2.4. Functional Analyses

The functional role of microbial communities recorded in the biodigester was predicted from 16 S rRNA gene data using Phylogenetic Investigation of Communities by Reconstruction of Unobserved States (PICRUSt) software [14]. PICRUSt uses a computational approach to link the taxonomic assignments based on marker gene data to phylogenetically nearest sequenced reference genomes. PICRUSt compatible OTU table was obtained by closed-reference OTU picking protocol in QIIME against Greengenes (V. 12.2). Due to 16 S rRNA copy number varies among bacteria, OTU table was normalized dividing each OTU by the 16S copy number abundance Normalization of OTU table by copy number was performed dividing each OTU by the 16S copy number abundance. Metagenomic functions were predicted using the Kyoto Encyclopedia of Genes and Genomes (KEGG) databases for annotations, collapsed down to KEGG pathways metadata at level 2 and 3. The final metagenome functional predictions were obtained by the product of each OTU abundance and the abundance of each predicted functional trait.
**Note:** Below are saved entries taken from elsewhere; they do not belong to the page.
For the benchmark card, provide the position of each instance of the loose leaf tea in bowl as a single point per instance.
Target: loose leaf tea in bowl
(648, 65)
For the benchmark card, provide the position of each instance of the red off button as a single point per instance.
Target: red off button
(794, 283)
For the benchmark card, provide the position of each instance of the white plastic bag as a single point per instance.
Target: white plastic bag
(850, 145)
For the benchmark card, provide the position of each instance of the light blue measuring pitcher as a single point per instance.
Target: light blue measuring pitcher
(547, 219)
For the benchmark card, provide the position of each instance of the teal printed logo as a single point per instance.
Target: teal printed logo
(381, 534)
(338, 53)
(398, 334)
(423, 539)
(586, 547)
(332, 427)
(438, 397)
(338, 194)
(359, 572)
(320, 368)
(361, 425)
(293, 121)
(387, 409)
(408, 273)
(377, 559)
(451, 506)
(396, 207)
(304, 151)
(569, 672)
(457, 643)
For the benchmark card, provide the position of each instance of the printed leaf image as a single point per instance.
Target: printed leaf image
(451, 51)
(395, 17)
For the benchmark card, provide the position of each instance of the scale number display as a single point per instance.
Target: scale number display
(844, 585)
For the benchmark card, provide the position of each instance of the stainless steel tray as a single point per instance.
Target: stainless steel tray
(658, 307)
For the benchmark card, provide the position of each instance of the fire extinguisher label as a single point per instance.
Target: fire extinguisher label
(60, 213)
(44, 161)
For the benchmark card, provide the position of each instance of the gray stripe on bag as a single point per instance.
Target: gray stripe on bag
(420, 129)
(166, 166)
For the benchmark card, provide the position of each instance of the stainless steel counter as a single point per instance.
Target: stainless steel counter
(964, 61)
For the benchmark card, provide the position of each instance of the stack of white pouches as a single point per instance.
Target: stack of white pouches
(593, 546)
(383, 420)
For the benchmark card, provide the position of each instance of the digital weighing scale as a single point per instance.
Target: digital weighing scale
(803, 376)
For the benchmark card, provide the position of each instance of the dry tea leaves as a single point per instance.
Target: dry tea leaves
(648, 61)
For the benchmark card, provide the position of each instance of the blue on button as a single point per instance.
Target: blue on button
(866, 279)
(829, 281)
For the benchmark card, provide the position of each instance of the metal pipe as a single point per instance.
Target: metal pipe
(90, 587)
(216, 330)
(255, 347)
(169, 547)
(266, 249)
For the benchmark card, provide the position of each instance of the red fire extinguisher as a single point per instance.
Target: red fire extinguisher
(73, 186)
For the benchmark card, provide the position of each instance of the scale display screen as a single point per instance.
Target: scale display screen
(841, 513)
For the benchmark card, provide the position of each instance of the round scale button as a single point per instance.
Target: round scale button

2.5. Nucleotide Sequences Accession Numbers

This Targeted Locus Study project has been deposited at DDBJ/EMBL/GenBank under the accession KBTP00000000. The version described in this paper is the first version, KBTP01000000.

3. Results

In this study, microbial communities from five different points of a biodigester (see Figure 1) were characterized using the 16 S rRNA gene in order to identify the spatial variations of bacterial groups and to relate their metabolic capacity and interactions with the different stages of the anaerobic digestion process.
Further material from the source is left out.